Ich kam eigentlich durch Zufall und aus Langeweile auf das Sticken. Durch das gleichzeitige Arbeiten an verschiedenen Projekten und in unterschiedlichen Bereichen, konnte ich mir meine Freiheit und Kreativität bewahren. Die Stickerei wurde im Laufe der Jahre für mich zu einer unverzichtbaren und immer wiederkehrenden Beschäftigung. Für mich ist das Sticken eine Technik, die es mir ermöglicht, auf sehr persönliche und spontane Weise den Rhythmus einer Linie, von Farben, eines Universums und einer Landschaft, die ich im Kopf habe, auszudrücken. Ich hatte oft den Eindruck, dass meine Zeichnungen ihre eigentliche Daseinsberechtigung erst durch die Stickerei erhielten. Meine Zeichnungen haben einen naiven und instinktiven Touch, sie bringen meine Farb- und Kompositionsvorstellungen zum Ausdruck. Die Stickerei bietet mir generell mehr Ausdrucksmöglichkeiten, sie betont diese naive Komponente und bringt gleichzeitig eine gewisse Komplexität ins Spiel, und zwar durch die spezielle Technik, die Details, das Spiel mit den Farben und die schimmernden Fäden… Die Stickerei erfordert Genauigkeit und bricht mit der Unmittelbarkeit einer Linie auf dem Papier. Sie erfordert Geduld und lädt zum Nachdenken ein.

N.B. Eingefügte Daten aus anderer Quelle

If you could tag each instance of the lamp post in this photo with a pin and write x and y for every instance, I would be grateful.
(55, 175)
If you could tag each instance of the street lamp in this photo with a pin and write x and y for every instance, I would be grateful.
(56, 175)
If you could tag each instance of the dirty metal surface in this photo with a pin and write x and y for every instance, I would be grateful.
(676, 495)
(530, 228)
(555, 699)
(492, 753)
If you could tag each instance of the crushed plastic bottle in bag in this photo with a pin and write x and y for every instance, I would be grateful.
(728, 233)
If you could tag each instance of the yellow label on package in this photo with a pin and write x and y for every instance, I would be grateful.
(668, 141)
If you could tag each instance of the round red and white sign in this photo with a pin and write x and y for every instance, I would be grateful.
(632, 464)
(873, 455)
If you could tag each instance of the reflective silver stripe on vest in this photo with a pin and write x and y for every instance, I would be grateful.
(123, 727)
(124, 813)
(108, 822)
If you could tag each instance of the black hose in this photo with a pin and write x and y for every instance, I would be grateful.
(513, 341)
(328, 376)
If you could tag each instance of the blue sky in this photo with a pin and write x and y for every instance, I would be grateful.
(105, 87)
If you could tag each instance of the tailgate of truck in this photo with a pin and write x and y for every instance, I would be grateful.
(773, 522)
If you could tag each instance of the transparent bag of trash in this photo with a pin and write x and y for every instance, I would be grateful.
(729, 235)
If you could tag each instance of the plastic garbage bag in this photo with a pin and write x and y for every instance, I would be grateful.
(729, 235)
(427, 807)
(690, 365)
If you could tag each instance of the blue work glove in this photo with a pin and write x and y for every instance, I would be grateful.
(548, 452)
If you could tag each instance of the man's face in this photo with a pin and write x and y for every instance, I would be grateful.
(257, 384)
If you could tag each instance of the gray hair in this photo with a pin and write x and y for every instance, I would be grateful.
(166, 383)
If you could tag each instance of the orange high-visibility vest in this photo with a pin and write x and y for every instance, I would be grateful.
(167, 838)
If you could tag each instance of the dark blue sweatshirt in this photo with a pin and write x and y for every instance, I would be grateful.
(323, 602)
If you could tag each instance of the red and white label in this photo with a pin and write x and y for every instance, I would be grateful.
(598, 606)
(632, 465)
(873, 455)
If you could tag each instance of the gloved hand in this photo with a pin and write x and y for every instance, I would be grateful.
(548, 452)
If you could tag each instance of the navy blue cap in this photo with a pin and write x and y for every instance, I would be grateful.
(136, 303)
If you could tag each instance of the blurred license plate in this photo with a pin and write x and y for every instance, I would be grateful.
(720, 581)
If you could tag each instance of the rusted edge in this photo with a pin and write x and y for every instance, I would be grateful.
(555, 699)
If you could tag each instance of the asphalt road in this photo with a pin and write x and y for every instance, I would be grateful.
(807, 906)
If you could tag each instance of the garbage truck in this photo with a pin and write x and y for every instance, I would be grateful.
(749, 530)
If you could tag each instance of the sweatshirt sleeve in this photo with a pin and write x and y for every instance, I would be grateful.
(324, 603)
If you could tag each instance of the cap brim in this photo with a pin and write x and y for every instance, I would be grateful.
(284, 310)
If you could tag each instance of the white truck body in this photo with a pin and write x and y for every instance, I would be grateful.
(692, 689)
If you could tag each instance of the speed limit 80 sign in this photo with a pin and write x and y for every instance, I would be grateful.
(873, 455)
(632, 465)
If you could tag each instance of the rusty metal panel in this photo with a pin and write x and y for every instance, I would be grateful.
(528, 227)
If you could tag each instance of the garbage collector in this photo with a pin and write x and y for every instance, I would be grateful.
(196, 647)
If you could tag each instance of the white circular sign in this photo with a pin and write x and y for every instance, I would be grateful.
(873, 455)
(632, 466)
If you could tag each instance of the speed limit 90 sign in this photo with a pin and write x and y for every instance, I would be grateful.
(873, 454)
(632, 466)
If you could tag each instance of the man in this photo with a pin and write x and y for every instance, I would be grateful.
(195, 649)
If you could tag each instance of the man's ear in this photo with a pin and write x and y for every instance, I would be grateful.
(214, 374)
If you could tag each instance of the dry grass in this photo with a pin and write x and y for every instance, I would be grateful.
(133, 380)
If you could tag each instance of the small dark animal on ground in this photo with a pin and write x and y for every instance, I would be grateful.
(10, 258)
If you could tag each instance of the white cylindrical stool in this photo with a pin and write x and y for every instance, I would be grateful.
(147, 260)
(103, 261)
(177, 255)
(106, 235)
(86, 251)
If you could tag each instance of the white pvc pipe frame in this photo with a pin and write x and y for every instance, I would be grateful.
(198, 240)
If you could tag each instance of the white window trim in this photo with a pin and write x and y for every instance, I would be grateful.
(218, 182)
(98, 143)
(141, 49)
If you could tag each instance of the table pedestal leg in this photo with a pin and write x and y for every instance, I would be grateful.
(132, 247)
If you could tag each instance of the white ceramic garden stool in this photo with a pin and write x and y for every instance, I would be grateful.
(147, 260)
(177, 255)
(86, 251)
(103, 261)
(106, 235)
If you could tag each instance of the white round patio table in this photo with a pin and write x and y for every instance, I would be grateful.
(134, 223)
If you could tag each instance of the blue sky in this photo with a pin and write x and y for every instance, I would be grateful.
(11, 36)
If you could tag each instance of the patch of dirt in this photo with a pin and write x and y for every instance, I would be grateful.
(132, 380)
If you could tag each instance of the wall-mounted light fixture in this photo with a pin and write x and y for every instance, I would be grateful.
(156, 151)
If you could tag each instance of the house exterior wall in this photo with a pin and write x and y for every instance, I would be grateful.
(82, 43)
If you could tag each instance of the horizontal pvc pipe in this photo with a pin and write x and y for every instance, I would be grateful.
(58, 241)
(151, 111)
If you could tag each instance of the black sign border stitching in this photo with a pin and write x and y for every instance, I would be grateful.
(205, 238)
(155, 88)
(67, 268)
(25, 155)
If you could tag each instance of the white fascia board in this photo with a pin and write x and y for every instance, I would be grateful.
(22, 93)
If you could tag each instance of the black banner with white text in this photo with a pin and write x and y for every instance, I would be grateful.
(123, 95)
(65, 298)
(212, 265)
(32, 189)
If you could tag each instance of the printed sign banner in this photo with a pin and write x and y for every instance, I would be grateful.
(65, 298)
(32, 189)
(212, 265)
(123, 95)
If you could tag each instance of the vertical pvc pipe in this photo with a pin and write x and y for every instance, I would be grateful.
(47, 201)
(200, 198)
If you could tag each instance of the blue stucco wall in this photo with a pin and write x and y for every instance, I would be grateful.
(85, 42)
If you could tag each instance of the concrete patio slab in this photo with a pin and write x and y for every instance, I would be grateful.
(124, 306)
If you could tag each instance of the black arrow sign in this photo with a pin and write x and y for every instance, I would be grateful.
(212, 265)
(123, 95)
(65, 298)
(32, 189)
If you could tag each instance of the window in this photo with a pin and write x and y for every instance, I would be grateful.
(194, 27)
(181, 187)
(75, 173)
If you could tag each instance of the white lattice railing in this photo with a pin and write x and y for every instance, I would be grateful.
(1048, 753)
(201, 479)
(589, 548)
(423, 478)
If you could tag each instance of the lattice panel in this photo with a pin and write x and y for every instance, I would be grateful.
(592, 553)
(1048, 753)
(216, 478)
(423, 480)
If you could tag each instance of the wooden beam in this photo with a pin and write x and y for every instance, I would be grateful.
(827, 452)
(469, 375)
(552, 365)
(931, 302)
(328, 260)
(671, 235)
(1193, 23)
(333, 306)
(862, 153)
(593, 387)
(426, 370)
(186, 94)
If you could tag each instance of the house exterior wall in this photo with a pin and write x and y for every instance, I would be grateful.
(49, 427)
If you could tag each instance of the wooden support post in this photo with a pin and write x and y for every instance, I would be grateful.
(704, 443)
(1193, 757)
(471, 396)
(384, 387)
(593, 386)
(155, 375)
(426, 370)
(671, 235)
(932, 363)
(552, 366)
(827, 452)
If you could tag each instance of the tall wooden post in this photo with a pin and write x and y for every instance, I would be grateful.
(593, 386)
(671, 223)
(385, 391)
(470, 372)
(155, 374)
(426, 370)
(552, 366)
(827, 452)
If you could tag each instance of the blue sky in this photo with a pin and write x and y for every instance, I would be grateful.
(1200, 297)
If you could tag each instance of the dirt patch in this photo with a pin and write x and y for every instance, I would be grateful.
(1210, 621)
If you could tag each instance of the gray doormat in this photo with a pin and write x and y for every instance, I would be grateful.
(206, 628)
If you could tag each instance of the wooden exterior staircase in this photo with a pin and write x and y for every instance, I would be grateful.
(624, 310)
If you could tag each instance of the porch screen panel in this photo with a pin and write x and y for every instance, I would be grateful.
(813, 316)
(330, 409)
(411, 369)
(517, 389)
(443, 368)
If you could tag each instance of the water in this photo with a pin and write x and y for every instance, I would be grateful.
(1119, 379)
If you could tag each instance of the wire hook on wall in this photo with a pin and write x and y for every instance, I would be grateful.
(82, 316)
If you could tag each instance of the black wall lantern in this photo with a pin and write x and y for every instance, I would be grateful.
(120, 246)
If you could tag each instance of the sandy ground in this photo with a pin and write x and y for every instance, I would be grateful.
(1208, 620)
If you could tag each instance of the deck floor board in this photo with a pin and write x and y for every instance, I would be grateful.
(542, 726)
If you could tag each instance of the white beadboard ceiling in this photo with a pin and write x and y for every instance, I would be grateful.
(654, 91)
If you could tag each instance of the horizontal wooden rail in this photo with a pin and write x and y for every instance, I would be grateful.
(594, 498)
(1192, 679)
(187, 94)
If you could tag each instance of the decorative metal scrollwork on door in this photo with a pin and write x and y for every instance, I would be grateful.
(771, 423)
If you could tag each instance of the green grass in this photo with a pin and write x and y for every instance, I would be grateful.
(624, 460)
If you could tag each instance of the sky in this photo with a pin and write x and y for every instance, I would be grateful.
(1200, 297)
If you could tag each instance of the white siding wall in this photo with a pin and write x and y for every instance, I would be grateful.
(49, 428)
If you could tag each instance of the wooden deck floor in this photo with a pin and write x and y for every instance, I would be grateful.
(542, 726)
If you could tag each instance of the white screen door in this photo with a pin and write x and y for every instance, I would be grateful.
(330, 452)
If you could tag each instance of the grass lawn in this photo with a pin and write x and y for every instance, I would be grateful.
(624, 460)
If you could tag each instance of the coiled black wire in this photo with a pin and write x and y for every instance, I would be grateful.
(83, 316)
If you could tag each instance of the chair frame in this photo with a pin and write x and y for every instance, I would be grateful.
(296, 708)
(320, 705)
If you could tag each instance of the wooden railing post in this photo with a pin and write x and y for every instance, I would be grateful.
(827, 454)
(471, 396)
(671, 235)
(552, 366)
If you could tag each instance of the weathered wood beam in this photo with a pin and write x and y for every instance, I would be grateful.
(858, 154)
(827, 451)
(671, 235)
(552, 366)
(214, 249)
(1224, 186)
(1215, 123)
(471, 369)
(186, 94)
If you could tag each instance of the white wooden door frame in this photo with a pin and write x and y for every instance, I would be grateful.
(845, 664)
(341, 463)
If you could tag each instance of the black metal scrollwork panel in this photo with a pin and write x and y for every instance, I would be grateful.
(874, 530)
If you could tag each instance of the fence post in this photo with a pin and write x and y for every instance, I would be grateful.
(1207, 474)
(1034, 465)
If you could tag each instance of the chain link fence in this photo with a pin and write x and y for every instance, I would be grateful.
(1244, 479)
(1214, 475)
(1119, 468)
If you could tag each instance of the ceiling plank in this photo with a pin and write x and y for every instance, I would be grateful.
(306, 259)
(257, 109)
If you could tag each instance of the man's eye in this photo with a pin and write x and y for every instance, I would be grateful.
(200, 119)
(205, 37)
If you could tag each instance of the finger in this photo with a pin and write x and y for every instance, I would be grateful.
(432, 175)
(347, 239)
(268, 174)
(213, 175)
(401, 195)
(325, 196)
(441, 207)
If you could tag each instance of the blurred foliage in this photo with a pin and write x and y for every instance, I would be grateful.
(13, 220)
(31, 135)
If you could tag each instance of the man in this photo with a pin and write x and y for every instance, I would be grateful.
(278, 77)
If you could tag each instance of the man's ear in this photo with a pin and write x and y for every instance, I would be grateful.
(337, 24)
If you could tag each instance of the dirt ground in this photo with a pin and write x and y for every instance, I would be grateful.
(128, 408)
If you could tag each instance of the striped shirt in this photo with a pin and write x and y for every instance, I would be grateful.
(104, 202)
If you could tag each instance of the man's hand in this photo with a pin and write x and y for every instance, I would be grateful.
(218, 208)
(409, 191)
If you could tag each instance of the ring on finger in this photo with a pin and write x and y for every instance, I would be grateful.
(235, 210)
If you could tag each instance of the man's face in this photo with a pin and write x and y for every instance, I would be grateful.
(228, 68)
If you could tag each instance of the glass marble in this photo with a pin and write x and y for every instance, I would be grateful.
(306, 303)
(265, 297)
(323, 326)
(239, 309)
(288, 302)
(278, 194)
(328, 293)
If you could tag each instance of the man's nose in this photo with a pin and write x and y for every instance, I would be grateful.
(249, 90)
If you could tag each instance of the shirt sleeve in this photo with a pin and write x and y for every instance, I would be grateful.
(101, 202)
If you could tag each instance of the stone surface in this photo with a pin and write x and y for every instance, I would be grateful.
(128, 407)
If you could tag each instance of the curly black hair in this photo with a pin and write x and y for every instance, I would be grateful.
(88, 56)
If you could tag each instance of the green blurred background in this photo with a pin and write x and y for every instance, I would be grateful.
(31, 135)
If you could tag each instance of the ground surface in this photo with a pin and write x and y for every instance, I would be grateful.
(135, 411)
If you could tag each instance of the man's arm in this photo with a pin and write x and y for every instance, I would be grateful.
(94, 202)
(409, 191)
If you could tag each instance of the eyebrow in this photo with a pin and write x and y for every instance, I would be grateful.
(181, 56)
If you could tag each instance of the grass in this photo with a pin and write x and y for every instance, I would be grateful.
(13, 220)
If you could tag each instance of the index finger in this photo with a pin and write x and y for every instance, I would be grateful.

WELCHE BOTSCHAFT MÖCHTEST DU DURCH DEINE KREATIONEN VERMITTELN?
Ich habe keine bestimmte Botschaft zu vermitteln, außer vielleicht Emotionen?
WAS INSPIRIERT ODER BEEINFLUSST DEIN KÜNSTLERISCHES SCHAFFEN?
Die Landschaften, die ich sticke, sind Ausdruck eines Moments, eines Gefühls, das ich bezüglich eines Ortes verspüre. Sie sind auch Ergebnis langer, realer Beobachtungen oder Betrachtungen von Fotografien, die ich angefertigt habe, um darauf immer wieder Neues zu entdecken, um verschiedene Sichtweisen auszudrücken, Perspektiven zu verändern und um dem betreffenden Ort mit jedem Mal auf eine andere Weise darzustellen. Die gewählten Formen und Farben drücken meinen Wunsch nach Darstellung, den Wunsch, meine Gefühle hinsichtlich dieser Horizonte mit dem Betrachter zu teilen, aus. Ich betrachte auch viele Bilder. Meine Einflüsse sind breit gefächert, Georgia O'Keeffe, David Hockney, japanische Drucke, Nicolas de Staël, Choreographen wie Martha Graham oder Pina Bausch... Besonders gerne aber entdecke ich Zeichen der Vergangenheit: antike Steine, mittelalterliche Abbildungen, ob aus Europa oder Asien, Stiche der Sternbilder, architektonische Details, Fresken... Manchmal entsteht aus einem einzigen Fragment eines Objekts eine Idee oder ein Impuls.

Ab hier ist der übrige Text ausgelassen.